Fünf Monate lang haben Dutzende Taylor-Swift-Fans in Argentinien Ameisen, Regen und Beschimpfungen von Anrainern getrotzt und vor dem River Plate Stadium ihre Zelte aufgeschlagen, berichtete das Magazin Pitchfork. Denn sie wollten beim Konzert Anfang November nicht nur dabei sein, sondern wollten ganz vorne mitfiebern.

Das ist doch unmöglich?

Nicht wenn es um Taylor Swift geht. Im Mai hat Philadelphia, die Heimatstadt des Pop-Stars, durch ihr Konzert das höchste Reiseaufkommen seit Beginn der Pandemie verzeichnet. Und im Juni haben die rhythmisch tanzenden Swift-Fans laut Seismologin Jackie Caplan-Auerback in Seattle ein Erdbeben der Stärke 2.3 ausgelöst. Swifts Eras-Tour (mit der sie im August 2024 auch nach Wien kommt) ist noch nicht einmal zur Hälfte abgeschlossen, machte die Musikerin zur Milliardärin und gilt bereits jetzt als umsatzstärkste Tournee einer Frau aller Zeiten.

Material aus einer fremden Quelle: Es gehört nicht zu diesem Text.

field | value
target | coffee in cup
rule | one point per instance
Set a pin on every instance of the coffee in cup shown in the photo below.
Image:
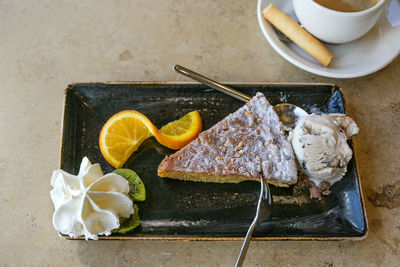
(347, 5)
(321, 19)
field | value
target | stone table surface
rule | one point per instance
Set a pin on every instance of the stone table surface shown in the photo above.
(45, 45)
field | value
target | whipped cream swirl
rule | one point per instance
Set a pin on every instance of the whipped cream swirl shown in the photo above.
(90, 203)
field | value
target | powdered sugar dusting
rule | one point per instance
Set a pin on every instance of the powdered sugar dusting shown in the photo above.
(248, 143)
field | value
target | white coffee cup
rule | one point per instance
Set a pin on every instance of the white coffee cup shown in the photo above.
(333, 26)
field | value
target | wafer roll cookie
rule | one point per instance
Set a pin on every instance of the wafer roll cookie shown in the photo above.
(298, 35)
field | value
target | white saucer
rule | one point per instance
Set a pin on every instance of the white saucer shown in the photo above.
(370, 53)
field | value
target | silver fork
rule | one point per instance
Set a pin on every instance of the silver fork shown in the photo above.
(264, 209)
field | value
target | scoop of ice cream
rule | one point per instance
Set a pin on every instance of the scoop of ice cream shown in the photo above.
(321, 148)
(90, 203)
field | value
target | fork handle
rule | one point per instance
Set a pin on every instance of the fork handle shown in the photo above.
(246, 243)
(213, 84)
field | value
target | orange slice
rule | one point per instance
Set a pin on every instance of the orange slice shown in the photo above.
(124, 132)
(179, 133)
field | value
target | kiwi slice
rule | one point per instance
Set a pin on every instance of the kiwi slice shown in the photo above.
(128, 224)
(137, 191)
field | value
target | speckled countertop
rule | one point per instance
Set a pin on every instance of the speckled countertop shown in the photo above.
(45, 45)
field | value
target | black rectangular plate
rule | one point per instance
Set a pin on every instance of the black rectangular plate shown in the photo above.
(209, 211)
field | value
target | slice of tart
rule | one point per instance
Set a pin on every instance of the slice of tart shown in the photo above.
(246, 145)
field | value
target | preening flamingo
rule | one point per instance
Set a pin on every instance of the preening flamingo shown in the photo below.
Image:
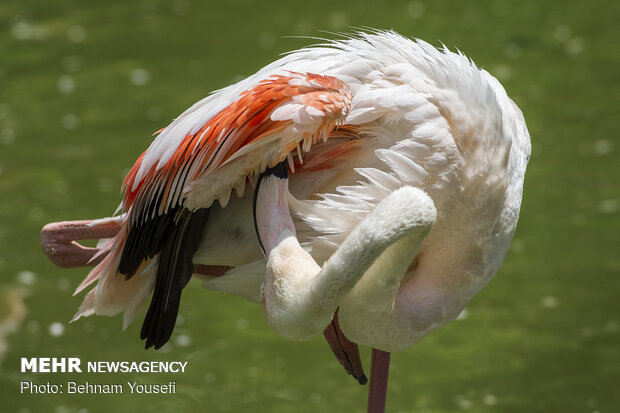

Unglaubliche Followerschaft

Aber wie entsteht ein derartiger Hype? Und was hat Swift mit einem Klavierspieler des 19. Jahrhunderts gemeinsam? Taylor Swift ist freilich nicht der einzige Star mit unglaublich kreativer Followerschaft. Die Konzerte von Popstar Harry Styles etwa werden immer mehr zur Modeshow. In jeder Stadt, in der er auftritt, sollen Federboas – inspiriert von den Gucci-Federboas, die er bei den Grammys 2021 trug – ausverkauft sein. Outfits werden monatelange geplant. Und wer sich den bunten Styles-Cardigan um 1.500 Euro nicht leisten kann, häkelt ihn sich einfach selbst.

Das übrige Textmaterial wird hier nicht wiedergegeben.